Read more about how streaming TV providers hope to turn a profit here.
How Kin Community programs its video series to turn a profit:
- Kin distributes its shows such as “Tia Mowry’s Quick Fix” on Facebook Watch and YouTube, where it can collect pre-roll and mid-roll ad revenue; and Amazon Prime Video Direct, where it can collect revenue based on how many people watch the episodes.
- The digital network is also starting to set up affiliate revenue opportunities by promoting and selling products featured in the show.
Read more about Kin Community’s programming strategy here.
What we’re reading
Jeffrey Katzenberg has raised $1 billion for his mobile video startup “New TV”: Pretty soon, I’m going to create a running meter of how much Katzenberg has raised for “New TV,” which wants to bring high-quality shows from A-list directors and showrunners to mobile screens. In the past, he said he wants to raise $2 billion — just to start. One thing to note: New TV is not the same thing as WndrCo, which is the holding company that Katzenberg is also raising a ton of money for. WndrCo will oversee New TV, but it’s also making investments in other media and technology companies.

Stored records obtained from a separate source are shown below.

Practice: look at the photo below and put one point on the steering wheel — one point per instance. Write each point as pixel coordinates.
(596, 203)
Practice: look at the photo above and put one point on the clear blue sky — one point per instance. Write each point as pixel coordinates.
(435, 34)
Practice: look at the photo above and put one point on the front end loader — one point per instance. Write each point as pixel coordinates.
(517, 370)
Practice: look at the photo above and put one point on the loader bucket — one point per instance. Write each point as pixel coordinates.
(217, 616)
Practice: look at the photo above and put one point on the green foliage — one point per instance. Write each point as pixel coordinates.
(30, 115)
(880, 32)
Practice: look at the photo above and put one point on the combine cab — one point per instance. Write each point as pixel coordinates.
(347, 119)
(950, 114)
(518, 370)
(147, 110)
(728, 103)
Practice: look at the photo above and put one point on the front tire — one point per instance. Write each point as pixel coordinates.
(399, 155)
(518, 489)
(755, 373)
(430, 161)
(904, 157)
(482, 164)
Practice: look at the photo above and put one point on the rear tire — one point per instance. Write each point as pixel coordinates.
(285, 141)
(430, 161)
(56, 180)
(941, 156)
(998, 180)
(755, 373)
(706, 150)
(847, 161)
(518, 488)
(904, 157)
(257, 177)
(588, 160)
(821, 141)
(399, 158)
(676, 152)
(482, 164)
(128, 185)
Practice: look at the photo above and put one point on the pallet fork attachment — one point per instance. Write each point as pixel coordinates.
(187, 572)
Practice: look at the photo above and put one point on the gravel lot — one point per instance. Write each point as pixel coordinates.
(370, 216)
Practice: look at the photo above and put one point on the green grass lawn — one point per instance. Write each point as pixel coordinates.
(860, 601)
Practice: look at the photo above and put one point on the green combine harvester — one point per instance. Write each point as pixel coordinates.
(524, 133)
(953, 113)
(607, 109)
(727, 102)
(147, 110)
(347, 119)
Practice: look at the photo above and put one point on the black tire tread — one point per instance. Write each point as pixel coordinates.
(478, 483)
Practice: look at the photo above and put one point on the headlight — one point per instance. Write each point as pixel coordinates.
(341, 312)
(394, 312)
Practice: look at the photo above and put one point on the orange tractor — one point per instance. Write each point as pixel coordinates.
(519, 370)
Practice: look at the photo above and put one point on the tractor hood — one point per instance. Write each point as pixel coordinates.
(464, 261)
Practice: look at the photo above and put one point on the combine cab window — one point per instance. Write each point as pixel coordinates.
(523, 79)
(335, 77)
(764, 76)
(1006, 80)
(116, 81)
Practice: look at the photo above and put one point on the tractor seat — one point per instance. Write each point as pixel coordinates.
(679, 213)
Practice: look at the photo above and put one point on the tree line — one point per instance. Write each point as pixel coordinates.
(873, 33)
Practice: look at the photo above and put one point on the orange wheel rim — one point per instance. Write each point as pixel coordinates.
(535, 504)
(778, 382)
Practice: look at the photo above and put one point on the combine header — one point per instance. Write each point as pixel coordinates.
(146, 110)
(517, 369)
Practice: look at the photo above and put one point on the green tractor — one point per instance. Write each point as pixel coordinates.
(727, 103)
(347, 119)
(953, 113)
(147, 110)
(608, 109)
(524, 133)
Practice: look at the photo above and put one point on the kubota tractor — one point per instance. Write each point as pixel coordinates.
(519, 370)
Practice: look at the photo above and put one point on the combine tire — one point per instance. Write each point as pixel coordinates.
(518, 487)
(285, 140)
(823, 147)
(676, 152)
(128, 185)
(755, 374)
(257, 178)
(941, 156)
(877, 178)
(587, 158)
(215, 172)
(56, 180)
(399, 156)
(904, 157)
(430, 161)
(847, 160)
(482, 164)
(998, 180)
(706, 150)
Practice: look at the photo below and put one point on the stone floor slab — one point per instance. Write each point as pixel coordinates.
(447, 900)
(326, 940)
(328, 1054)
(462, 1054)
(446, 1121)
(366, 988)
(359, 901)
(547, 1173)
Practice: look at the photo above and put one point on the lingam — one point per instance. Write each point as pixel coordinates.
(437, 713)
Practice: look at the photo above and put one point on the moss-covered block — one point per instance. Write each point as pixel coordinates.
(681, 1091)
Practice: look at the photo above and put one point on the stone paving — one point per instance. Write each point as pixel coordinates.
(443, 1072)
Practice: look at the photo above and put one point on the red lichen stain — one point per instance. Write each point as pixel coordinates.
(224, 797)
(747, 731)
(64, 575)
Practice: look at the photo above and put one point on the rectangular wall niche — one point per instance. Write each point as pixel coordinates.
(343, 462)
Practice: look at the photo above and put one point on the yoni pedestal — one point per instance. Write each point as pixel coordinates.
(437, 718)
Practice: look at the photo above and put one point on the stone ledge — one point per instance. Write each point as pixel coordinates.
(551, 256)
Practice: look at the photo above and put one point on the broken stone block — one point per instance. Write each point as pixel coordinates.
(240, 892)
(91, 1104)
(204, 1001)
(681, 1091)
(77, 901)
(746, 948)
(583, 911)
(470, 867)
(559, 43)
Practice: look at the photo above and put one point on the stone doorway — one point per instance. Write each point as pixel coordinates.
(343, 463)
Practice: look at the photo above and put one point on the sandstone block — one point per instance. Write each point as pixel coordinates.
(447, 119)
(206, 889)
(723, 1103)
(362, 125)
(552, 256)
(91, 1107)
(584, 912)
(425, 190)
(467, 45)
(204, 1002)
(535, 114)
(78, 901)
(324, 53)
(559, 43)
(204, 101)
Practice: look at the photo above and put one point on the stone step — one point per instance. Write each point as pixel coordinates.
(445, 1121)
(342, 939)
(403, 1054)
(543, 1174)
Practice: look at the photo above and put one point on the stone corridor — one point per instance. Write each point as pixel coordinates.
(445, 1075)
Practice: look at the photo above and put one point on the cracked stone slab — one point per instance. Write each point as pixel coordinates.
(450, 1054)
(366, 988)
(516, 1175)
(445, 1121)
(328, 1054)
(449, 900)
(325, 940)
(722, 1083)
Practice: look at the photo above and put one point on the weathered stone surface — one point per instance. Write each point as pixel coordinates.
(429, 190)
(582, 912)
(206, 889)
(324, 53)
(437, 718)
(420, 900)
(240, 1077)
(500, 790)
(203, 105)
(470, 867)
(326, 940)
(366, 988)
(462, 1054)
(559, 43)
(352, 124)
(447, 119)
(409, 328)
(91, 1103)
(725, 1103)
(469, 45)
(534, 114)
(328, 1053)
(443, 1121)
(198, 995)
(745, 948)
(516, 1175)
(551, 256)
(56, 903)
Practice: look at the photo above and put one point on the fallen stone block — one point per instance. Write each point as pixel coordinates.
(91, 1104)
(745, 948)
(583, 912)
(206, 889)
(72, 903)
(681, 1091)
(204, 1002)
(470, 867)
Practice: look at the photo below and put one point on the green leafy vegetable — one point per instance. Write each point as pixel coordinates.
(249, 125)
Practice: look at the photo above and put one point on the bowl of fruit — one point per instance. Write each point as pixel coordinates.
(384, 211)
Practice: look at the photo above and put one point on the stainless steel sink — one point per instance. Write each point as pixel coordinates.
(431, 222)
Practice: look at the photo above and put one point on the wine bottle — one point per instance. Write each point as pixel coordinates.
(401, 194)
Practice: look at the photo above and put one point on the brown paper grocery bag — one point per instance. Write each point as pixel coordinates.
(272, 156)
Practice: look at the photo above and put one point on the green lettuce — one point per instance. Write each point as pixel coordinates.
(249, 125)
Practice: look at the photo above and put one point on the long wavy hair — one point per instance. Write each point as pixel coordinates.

Vivendi shuts down subscription mobile video app: Studio+, which focused on original video series (with episodes roughly 10 minutes long), is no more as Vivendi shuts down the subscription mobile app. Vivendi will continue to produce digital series under its Studiocanal unit and will distribute them on its Canal Plus OTT app and Dailymotion. Studio+ reportedly spent $35 million on content, which is a far cry from Go90 numbers, but still demonstrates that the short-form OTT market is a tough one to succeed in.
Netflix’s “BoJack Horseman” to air repeats on Comedy Central: This is one of the first times a Netflix original series will air off-platform in the U.S. But don’t think this is some new revenue stream or opportunity for Netflix — the platform has nothing to do with this deal, which some people in the industry seem to be getting wrong. “BoJack Horseman,” while produced for Netflix, is not owned by Netflix. As one of its early original series, “Horseman” is actually produced and owned by Tornante, which worked with syndication giant Debmar-Mercury to land the deal with Viacom and Comedy Central. Syndication money is becoming harder and harder for Netflix original series producers to come by, as the platform increasingly makes more of its shows in-house or grabs long-term exclusive global licenses to shows it buys from studios.